The Federal Election Commission has long made filings that show federal candidates’ fundraising and spending available to the public. But it’s not always easy to find the latest information, such as who’s donated money and where it’s being spent. Today we’re releasing FEC Itemizer to make this work easier for journalists, researchers and citizens.
The interactive database provides a simple way to browse individual contributions and expenditures reported by federal political committees shortly after they are submitted.
Most committees file reports on a regular schedule – monthly or quarterly. With so many committees active in the election, that means new or amended filings are published every day. The data in the reports can be rich, showing who donates money to the committee and where the committees spend their money.

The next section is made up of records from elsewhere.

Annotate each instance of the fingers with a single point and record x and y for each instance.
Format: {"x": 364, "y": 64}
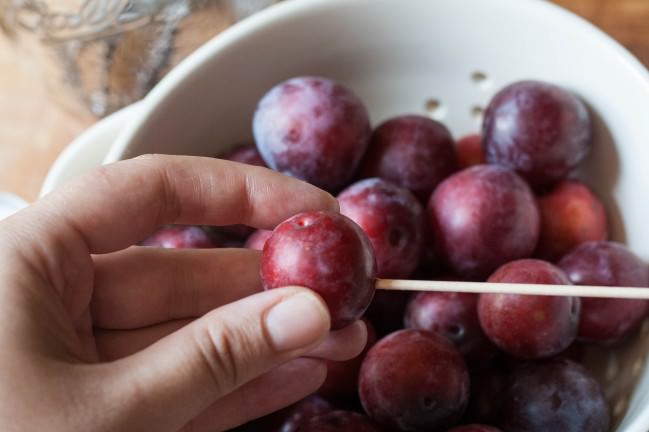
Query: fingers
{"x": 277, "y": 389}
{"x": 339, "y": 345}
{"x": 184, "y": 373}
{"x": 130, "y": 198}
{"x": 140, "y": 287}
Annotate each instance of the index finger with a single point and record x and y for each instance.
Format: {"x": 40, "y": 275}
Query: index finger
{"x": 118, "y": 205}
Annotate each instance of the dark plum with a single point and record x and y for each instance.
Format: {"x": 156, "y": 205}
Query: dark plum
{"x": 339, "y": 421}
{"x": 393, "y": 220}
{"x": 485, "y": 402}
{"x": 475, "y": 428}
{"x": 295, "y": 416}
{"x": 257, "y": 239}
{"x": 342, "y": 376}
{"x": 246, "y": 154}
{"x": 386, "y": 311}
{"x": 607, "y": 321}
{"x": 470, "y": 151}
{"x": 455, "y": 316}
{"x": 412, "y": 151}
{"x": 314, "y": 129}
{"x": 554, "y": 395}
{"x": 537, "y": 129}
{"x": 328, "y": 253}
{"x": 529, "y": 326}
{"x": 571, "y": 214}
{"x": 483, "y": 217}
{"x": 180, "y": 237}
{"x": 414, "y": 380}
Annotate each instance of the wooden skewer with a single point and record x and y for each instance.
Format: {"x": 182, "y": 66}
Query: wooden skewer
{"x": 511, "y": 288}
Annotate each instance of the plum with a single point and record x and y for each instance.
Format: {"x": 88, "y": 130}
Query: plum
{"x": 607, "y": 321}
{"x": 314, "y": 129}
{"x": 330, "y": 254}
{"x": 529, "y": 326}
{"x": 571, "y": 214}
{"x": 537, "y": 129}
{"x": 412, "y": 151}
{"x": 414, "y": 380}
{"x": 393, "y": 220}
{"x": 483, "y": 217}
{"x": 470, "y": 151}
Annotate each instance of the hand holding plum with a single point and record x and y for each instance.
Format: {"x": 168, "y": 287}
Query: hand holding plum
{"x": 98, "y": 335}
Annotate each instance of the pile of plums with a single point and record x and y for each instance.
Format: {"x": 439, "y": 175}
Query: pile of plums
{"x": 502, "y": 206}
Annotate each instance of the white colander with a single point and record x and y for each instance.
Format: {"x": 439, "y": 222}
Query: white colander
{"x": 441, "y": 57}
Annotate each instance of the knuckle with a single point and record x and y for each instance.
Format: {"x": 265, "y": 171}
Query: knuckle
{"x": 220, "y": 349}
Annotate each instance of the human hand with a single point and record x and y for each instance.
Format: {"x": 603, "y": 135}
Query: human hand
{"x": 100, "y": 336}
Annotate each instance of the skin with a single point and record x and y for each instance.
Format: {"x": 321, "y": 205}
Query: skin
{"x": 101, "y": 336}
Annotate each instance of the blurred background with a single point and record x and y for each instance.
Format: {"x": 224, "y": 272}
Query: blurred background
{"x": 64, "y": 64}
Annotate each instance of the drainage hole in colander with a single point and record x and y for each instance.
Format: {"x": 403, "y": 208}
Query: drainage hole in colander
{"x": 637, "y": 367}
{"x": 477, "y": 112}
{"x": 620, "y": 407}
{"x": 481, "y": 79}
{"x": 435, "y": 109}
{"x": 612, "y": 368}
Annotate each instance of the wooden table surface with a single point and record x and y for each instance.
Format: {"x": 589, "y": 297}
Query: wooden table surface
{"x": 38, "y": 119}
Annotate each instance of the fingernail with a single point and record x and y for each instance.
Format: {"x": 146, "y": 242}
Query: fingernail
{"x": 296, "y": 322}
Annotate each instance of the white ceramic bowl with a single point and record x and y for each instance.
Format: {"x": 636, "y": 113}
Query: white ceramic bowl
{"x": 398, "y": 55}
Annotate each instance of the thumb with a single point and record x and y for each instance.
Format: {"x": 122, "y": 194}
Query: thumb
{"x": 174, "y": 380}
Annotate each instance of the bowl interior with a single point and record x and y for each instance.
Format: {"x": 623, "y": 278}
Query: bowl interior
{"x": 444, "y": 58}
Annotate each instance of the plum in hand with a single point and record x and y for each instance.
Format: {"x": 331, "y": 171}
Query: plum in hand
{"x": 330, "y": 254}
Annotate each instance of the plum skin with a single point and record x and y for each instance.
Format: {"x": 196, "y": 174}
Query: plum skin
{"x": 393, "y": 220}
{"x": 412, "y": 151}
{"x": 554, "y": 395}
{"x": 529, "y": 326}
{"x": 330, "y": 254}
{"x": 414, "y": 380}
{"x": 314, "y": 129}
{"x": 607, "y": 321}
{"x": 455, "y": 316}
{"x": 483, "y": 217}
{"x": 571, "y": 214}
{"x": 537, "y": 129}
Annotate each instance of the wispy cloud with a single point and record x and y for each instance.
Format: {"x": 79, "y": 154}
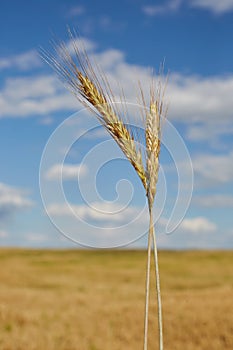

If you know the name of a committee that you’re looking for, NextGen Climate Action for example, you can search for it and then see filings for a particular two-year election cycle. Or you can browse filings by date. Looking at filings is easy, too. You can sort the itemized records by amount, date or name, and if you find something worth remembering, you can get a permalink to each record.
FEC Itemizer relies on The New York Times Campaign Finance API, which checks for new filings every 15 minutes. These filings aren’t considered official by the FEC, which publishes official data every Monday morning, but they are the first look at detailed financial information from federal political committees. Not all committees are included: Senate candidate and party committees still file their reports on paper. But if you’re looking for presidential committees, national and state parties, or super PACs, FEC Itemizer will have them.
If you’re looking for presidential activity, campaigns (like Hillary Clinton’s) and their supporting super PACs (like Right to Rise USA, which backs Jeb Bush) have filed reports covering the first six months of the year. Most committees involved in the presidential race will next file in October, but independent committees airing television ads or paying for canvassers need to file on a more frequent basis.
FEC Itemizer started life as a personal project that I worked on with Aaron Bycoffe, who now works at FiveThirtyEight. This is its first release for a wider audience.